I always get a little restless in the build up to the start of something – I just want to get going straightaway. This is definitely the case with me and marathon training. I always meticulously plan each run- the where, the when, the kit, the playlist – for at least the first week as I like to feel like I’m starting on the right marathon running foot.
This hasn’t happened. However, I can’t pretend I regret the reasons why – a trip to Foligno in central Italy followed by a long weekend in Scotland to celebrate my Sister’s 21st. At least I definitely nailed the carb loading in Italy…I’ve roughly followed my schedule, but have made a few substitutions here and there.
In previous years I have at this stage launched into a summary of what my training included, with a breakdown of distance, pace etc. I might still do this from time to time, but I’ve generally speaking decided against this this year. In fact, I haven’t used FitSnap or posted a picture of my pace or Garmin since last July. There’s nothing wrong with sharing this information with people – mine is still out there by the very nature of Garmin Connect – but I had slipped into the bad habit of thinking that I had something to prove with each run. I was defining the success of my runs by how I compared to other people and my previous posts. I am a grown woman with a job and two GFA marathon times under my belt – the fact that I felt this way was clearly bonkers.
So, what I’m going to do instead is talk about my runs and describe what they were like. This means I’m instead going to be boring you all with details like I did 3.5 miles with my boyfriend in 32 MPH winds and thought I was going to be blown away, whereas in reality I just looked so minging I’m lucky I wasn’t dumped on the spot. Or I managed to go for a 4 mile steady run in Italy by myself without getting lost and instead just felt really great and comfortable – the gratuitous levels of pasta may have had something to do with that though.

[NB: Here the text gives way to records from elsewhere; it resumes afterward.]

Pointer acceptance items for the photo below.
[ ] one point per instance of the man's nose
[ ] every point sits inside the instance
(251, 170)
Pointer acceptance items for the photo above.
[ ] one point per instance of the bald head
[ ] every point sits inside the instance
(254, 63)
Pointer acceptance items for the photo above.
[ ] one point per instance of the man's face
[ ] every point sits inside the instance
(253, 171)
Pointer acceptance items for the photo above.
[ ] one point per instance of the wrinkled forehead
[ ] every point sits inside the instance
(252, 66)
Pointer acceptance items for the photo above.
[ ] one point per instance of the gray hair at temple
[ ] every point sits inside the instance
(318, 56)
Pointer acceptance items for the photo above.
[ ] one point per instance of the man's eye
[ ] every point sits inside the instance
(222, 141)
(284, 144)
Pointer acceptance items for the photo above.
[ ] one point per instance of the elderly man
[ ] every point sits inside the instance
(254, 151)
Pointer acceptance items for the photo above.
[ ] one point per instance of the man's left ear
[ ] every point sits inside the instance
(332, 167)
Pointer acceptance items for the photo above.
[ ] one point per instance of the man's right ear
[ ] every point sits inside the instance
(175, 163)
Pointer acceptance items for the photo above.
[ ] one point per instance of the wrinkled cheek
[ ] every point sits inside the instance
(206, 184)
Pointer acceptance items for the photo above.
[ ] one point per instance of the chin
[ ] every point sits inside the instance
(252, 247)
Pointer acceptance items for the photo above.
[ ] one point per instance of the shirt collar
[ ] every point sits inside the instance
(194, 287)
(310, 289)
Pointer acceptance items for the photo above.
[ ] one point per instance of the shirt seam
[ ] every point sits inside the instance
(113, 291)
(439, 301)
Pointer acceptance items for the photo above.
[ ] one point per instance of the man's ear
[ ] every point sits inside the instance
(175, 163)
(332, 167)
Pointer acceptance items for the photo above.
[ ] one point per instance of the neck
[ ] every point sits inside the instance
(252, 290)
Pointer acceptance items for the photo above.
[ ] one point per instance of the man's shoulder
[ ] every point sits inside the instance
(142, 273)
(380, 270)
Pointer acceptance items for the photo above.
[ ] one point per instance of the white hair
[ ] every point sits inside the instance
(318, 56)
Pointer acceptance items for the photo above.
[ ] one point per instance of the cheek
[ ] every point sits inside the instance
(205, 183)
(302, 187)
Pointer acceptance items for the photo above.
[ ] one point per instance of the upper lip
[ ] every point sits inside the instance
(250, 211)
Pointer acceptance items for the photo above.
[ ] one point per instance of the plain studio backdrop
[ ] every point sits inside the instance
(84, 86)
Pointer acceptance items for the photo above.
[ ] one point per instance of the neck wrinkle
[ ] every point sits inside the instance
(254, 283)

The run I want to talk about this week is my long run as it was the one I enjoyed the most. It was 13 km (8 miles) at easy pace and I did three laps of Clapham Common plus a leg home and back. I also did it in the dark, having been celebrating the night before and after spending six hours on a train. Compared to running on the Chariots of Fire beach (West Sands, St Andrews), through olive groves in Foligno and with the NRC down at Mile End Stadium, this is not a particularly exciting or exhilarating run. However, it felt great. I managed to hit my easy pace and target heart rate pretty much bang on. I know it sounds counter-intuitive, but running more slowly properly can be as hard as running faster. I also ran it without any music or even a podcast. It really felt like it was just me and the road (and reflective clothing and numerous lamp-posts – if you run in the dark by yourself then do it only if you don’t have another option, and if people know where you are and how long you will be, in a well lit area and in reflective clothing), and it felt good. A world away from negative splits, medals, PBs and energy gels – just running. If you feel a little exhausted and weary of what you’re doing, feeling like you need to push faster, bored of your playlists and constantly searching for better stimulus, then from time to time it’s good to stop, unplug and run to feel. I once read that listening to music in a stressful environment doesn’t distract you, but actually reduces your sense of personal space i.e. the distance away you can handle from being from you is shorter. This is definitely what I have found since I went music-free in the London Marathon last year. I thought listening to music would distract me from physical pain, but it actually just seemed to contain all the pain and negative thoughts that you get during a marathon within me. It focussed them rather than distracted from them. I still run with music from time to time, but I haven’t raced it with since March. It’s hard to make that break, but it’s been one of the best running decisions I’ve made.
I’m still interested in pushing myself and running PBs, but I want my race times to hopefully speak on my behalf. To this end, having run two marathons now I now feel like I’m in a better position to set an informed goal. This year I want to get a BQ (I’m currently 28 tantalising seconds off one) but my goal is to get as close to 3:30 as possible.